Un'intesa per armonizzare il sistema europeo
Il memorandum definisce un quadro di collaborazione che comprende lo scambio di competenze tecniche, la condivisione di esperienze operative e la promozione di iniziative comuni sulla gestione degli oli minerali usati. L'accordo prevede anche attività di monitoraggio sull'applicazione della normativa europea, la predisposizione di studi e proposte congiunte da sottoporre alle istituzioni comunitarie e lo sviluppo di iniziative di comunicazione dedicate all'economia circolare. Tra gli ambiti di collaborazione rientrano inoltre la ricerca e lo sviluppo tecnologico, con l'obiettivo di migliorare ulteriormente le performance ambientali della filiera, e il coinvolgimento di altri sistemi europei di Responsabilità Estesa del Produttore (EPR) per ampliare la rete di cooperazione.

Nasce un comitato congiunto
Per coordinare le attività previste dal protocollo sarà istituito un Comitato di coordinamento incaricato di pianificare e monitorare i progetti condivisi, favorendo il dialogo tra le due organizzazioni e lo sviluppo di iniziative comuni a livello europeo. Secondo CONOU, la collaborazione rappresenta un passo verso una maggiore armonizzazione delle politiche comunitarie in un settore che oggi non dispone ancora di standard europei condivisi sulla qualità della rigenerazione né di obiettivi comuni di circolarità.

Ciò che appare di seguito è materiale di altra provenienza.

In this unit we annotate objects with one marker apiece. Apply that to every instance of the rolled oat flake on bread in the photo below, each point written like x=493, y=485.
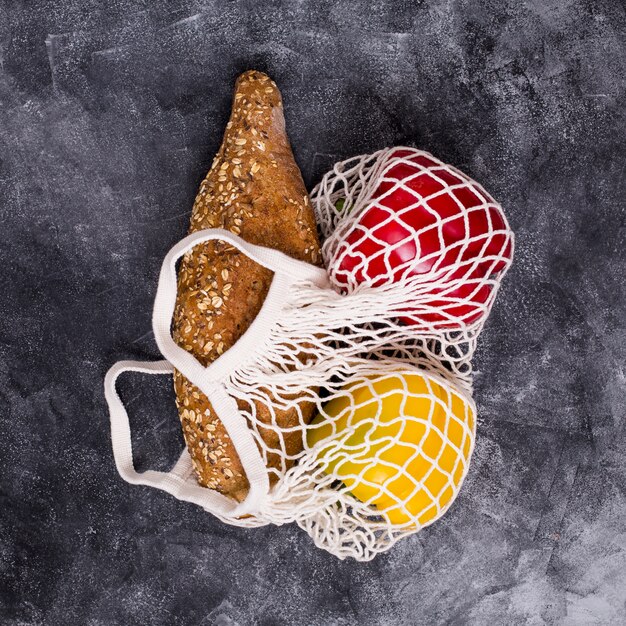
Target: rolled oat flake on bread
x=255, y=190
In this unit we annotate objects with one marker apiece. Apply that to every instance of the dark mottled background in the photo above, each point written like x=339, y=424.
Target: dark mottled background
x=110, y=113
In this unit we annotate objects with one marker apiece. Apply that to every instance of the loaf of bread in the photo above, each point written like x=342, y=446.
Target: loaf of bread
x=253, y=189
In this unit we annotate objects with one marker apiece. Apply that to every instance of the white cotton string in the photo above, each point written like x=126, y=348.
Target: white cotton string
x=317, y=337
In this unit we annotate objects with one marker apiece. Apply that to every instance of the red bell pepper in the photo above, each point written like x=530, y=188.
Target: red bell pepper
x=429, y=221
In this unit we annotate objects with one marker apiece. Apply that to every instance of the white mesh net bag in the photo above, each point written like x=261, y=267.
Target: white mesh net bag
x=380, y=345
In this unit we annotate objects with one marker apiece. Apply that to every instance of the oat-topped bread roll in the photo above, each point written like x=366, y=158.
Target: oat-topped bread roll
x=254, y=189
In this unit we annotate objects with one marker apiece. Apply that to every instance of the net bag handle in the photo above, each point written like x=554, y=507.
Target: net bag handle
x=178, y=481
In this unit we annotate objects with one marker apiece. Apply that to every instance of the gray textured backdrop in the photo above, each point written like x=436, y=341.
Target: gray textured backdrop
x=109, y=115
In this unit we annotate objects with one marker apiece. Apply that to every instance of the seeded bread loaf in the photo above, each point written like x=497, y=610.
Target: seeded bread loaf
x=254, y=189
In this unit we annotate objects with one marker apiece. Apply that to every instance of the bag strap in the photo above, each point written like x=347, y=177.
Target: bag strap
x=175, y=482
x=208, y=379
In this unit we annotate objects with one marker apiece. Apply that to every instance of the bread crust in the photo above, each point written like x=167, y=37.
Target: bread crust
x=253, y=189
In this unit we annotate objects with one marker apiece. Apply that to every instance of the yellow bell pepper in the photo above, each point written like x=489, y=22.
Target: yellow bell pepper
x=400, y=441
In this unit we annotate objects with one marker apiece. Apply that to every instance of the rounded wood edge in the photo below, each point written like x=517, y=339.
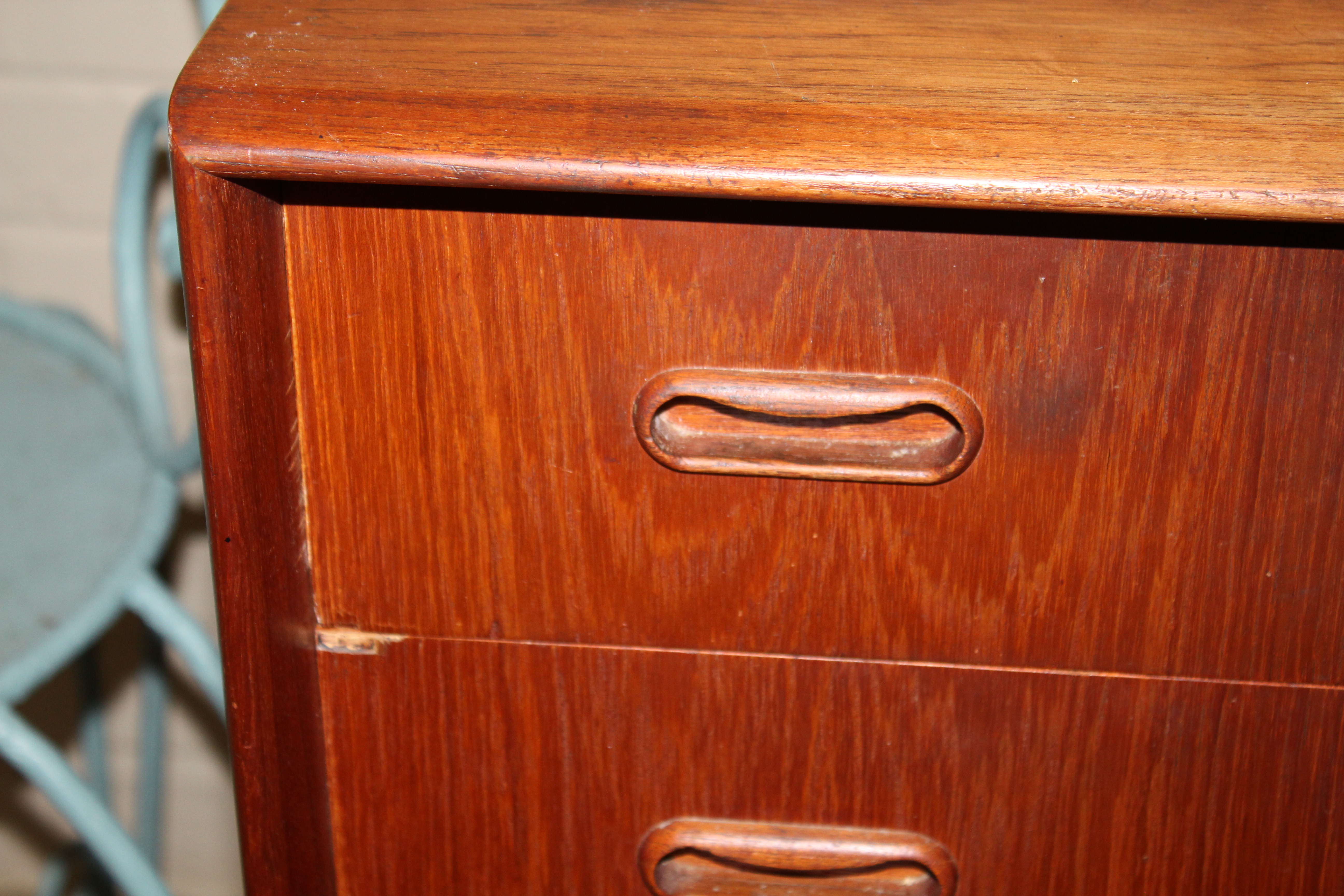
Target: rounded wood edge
x=729, y=386
x=795, y=848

La sfida degli standard europei
Per il presidente di CONOU, Riccardo Piunti, l'intesa nasce da una visione comune maturata nel corso degli ultimi mesi e dalla volontà di rafforzare un modello industriale che ha già dimostrato risultati significativi nella rigenerazione degli oli usati. Tra le priorità indicate figurano la definizione di standard qualitativi europei per la filiera, la costruzione di obiettivi comuni di economia circolare e una maggiore collaborazione per affrontare le sfide legate agli inquinanti pericolosi. Anche ENDIALE guarda all'accordo come a un'opportunità per promuovere il modello europeo di economia circolare nel settore degli oli minerali usati, favorendo l'ingresso di nuovi partner e una più ampia diffusione delle buone pratiche sviluppate dai sistemi EPR.

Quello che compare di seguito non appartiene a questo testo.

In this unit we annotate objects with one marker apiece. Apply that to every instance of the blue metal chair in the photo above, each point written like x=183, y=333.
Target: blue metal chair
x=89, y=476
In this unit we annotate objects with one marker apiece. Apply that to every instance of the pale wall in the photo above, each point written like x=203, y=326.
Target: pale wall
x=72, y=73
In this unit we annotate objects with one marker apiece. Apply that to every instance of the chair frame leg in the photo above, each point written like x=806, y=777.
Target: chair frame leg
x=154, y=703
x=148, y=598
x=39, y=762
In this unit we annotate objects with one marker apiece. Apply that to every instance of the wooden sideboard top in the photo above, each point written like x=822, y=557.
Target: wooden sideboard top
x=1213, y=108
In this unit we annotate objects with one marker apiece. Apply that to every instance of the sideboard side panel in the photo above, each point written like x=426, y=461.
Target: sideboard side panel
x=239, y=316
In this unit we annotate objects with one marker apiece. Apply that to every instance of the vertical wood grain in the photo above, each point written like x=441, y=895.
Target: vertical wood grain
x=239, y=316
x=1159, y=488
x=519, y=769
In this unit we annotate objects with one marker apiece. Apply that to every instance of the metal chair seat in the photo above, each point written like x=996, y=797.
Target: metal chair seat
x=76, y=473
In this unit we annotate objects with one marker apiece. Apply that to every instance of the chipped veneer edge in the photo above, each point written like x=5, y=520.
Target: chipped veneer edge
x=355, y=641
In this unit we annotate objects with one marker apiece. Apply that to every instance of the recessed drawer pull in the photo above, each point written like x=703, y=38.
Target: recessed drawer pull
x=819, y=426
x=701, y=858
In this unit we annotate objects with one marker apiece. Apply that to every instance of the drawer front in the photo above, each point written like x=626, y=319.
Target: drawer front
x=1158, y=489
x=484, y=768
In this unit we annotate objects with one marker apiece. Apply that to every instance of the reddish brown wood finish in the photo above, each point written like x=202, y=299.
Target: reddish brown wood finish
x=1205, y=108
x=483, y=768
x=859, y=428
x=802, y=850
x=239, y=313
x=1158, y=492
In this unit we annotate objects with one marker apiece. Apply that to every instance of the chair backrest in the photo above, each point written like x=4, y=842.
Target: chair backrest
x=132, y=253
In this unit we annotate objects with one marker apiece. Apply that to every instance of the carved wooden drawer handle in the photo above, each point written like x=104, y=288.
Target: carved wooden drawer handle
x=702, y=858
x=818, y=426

Un modello che guarda all'Europa
L'intesa tra Italia e Grecia rappresenta un ulteriore passo verso una maggiore integrazione delle politiche europee dedicate al recupero degli oli minerali usati. L'obiettivo condiviso è contribuire alla costruzione di una filiera sempre più efficiente, capace di valorizzare una risorsa strategica attraverso il riciclo e la rigenerazione, rafforzando al tempo stesso la competitività dell'economia circolare europea.